Fig 1.
Chemical structure of naringenin.
The chemical structure of naringenin (C15H12O5; molecular weight 272.25 g/mol), the flavanone compound used for both in vitro and in vivo experiments in this study.
Fig 2.
Naringenin reduces adult worm motility and egg laying, and induces tegumental damage in schistosomes in vitro.
(A) Activity score of adult worm. On the fourth day of continuous treatment with 200 μg/mL naringenin, the activity of adult worms was significantly reduced. (B) Number of eggs collected from the culture medium daily. (C) Representative images of adult worms cultured treatment in vitro with different treatments, observed daily. (D) Scanning electron microscopy images showing the surface morphology of adult worms collected after 7 days of in vitro culture.
Fig 3.
Naringenin alleviates liver injury and pathology in S. mansoni-infected Balb/c mice.
(A) Experimental design and workflow. (B) Body weights. (C) Liver weight index (the ratio of liver weight to body weight). (D) Spleen weight index (the ratio of spleen weight to body weight). (E) Representative images of gross liver and spleen morphology from control mice, S. mansoni-infected mice, and naringenin-treated infected mice. (liver, yellow arrows; spleen, green arrows) Notably, visible lesions and hepatosplenomegaly were observed in the livers and spleens of infected mice. Serum level of (F) ALT and (G) AST were measured to assess liver function. Number of eggs collected per gram of mouse (H) liver and (I) gastrointestinal (GI) tract. (J) Worm burden recovered from mice by perfusion. Data are expressed as mean ± SD. Statistical significance was assessed relative to the control or infection group: *P < 0.05, **P < 0.01, ***P < 0.001, ****P < 0.0001. (K) Representative SEM images showing the surface morphology of adult worms recovered from mice by perfusion.
Fig 4.
Naringenin treatment attenuates liver fibrosis in S. mansoni-infected mice.

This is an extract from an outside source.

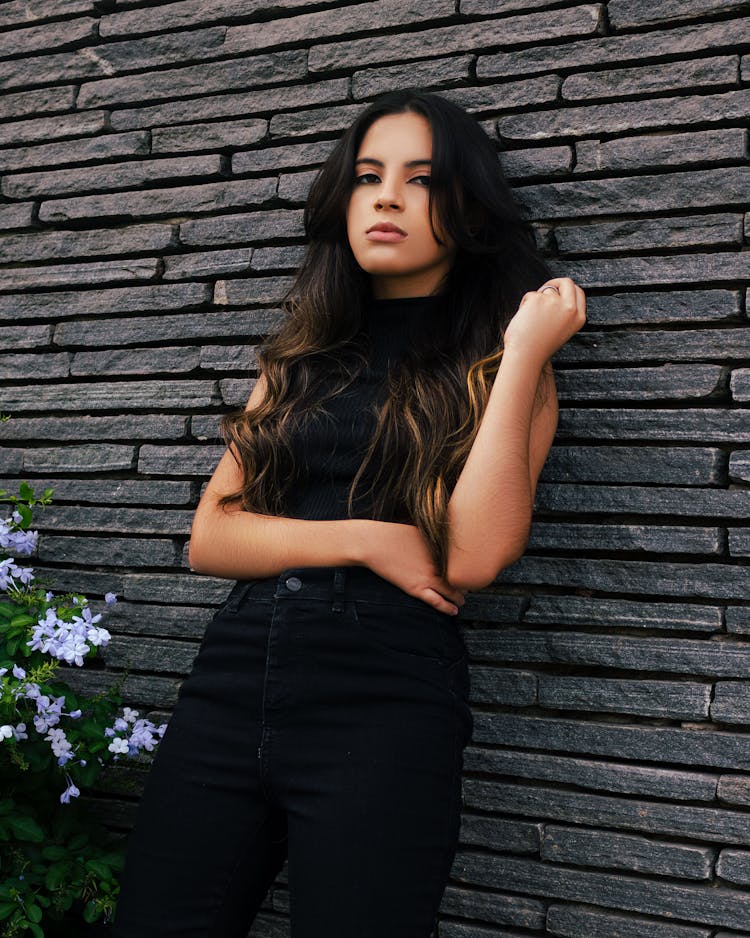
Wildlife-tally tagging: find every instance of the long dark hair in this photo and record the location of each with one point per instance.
(437, 396)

(A) Hematoxylin and eosin (H&E) staining of mouse liver tissue sections and (B) quantification of histology score. (C) Masson’s Trichrome staining of mouse liver tissue sections. (D) Quantification of trichrome-stained areas. (E) Picro-Sirius Red staining of mouse liver tissue sections. (F) Quantification of Sirius red-stained areas. For each group, quantification was performed on 10 slides with ten random microscope fields per slide. Result data are expressed as mean ± SD (n=10). Statistical significance was assessed relative to the control or infection group: *P < 0.05, **P < 0.01, ***P < 0.001, ****P < 0.0001.
Fig 5.
Naringenin regulates the expression of fibrotic proteins in mouse livers.

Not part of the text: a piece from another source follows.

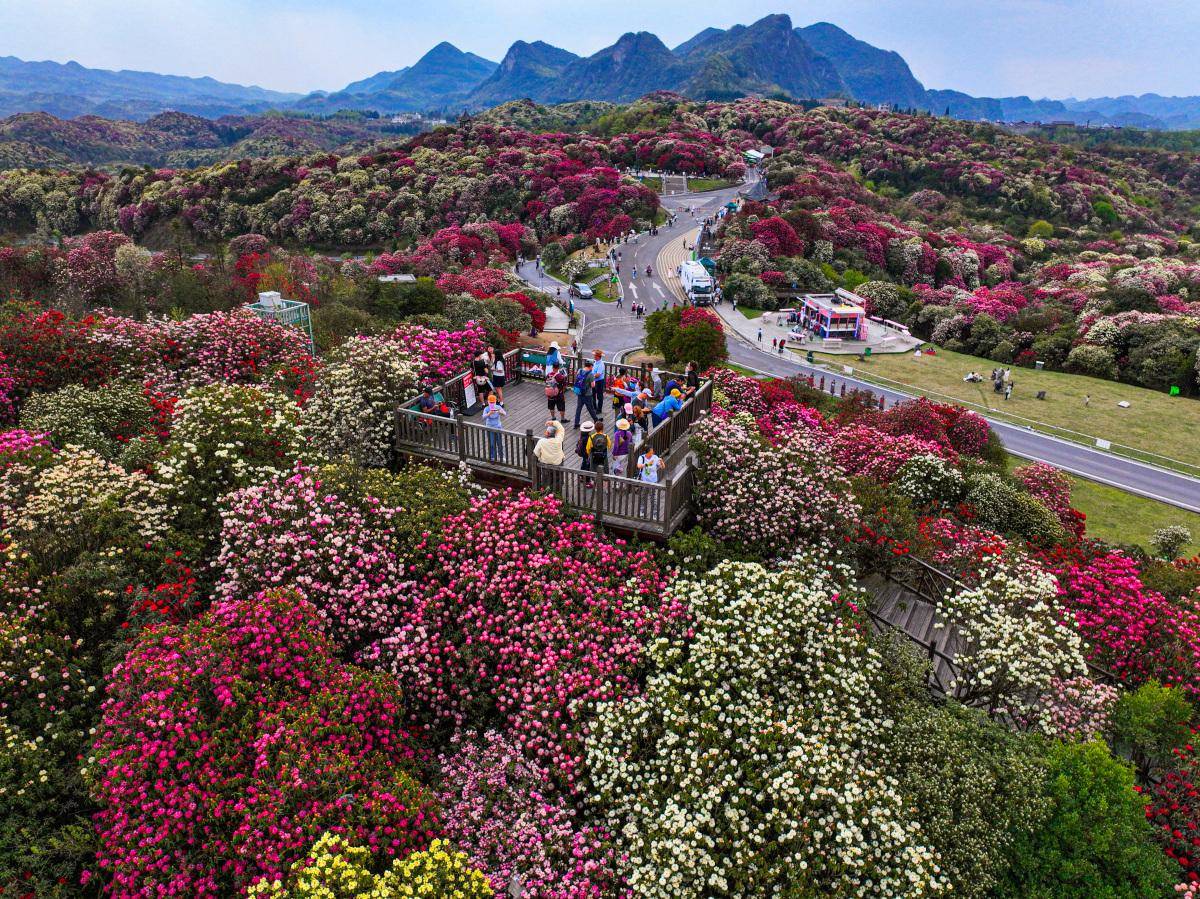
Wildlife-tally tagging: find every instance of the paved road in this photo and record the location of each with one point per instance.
(616, 330)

(A) Representative western blot images showing fibrosis-related protein level. (B-I) Protein expression levels of fibrotic marker, including Fibronectin, Collagen I, α-SMA, TGF-β, TIMP-1, CTGF, Smad4, and Smad7, normalized to α-tubulin. Data are presented as mean ± SD. (n=4) Statistical significance was determined by comparison to the control group or the infection group: *P < 0.05, **P < 0.01, ***P < 0.001, ****P < 0.0001.
Fig 6.
Naringenin modulates the expression of oxidative stress-related and inflammatory proteins in mouse livers.

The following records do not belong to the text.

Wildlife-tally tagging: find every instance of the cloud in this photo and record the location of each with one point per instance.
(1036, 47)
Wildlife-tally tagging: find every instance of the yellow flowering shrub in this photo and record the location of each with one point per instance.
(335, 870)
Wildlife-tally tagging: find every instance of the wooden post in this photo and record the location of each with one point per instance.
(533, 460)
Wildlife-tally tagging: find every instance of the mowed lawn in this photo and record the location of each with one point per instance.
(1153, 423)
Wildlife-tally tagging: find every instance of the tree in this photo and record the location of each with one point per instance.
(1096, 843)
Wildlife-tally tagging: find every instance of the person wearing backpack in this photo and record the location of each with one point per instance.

(A, B) Representative western blot images showing the expression levels of inflammatory and oxidative stress-related markers. (C–F) Protein expression levels of oxidative stress-related proteins, including GSR, GSS, SOD1, and SOD2, normalized to α-tubulin. (G–I) Protein expression levels of inflammatory proteins, including iNOS, IL-1β, and IL-18, also normalized to α-tubulin. Data are presented as mean ± SD. (n=4) Statistical significance was determined relative to the control or experimental group: *P < 0.05, **P < 0.01, ***P < 0.001, ****P < 0.0001.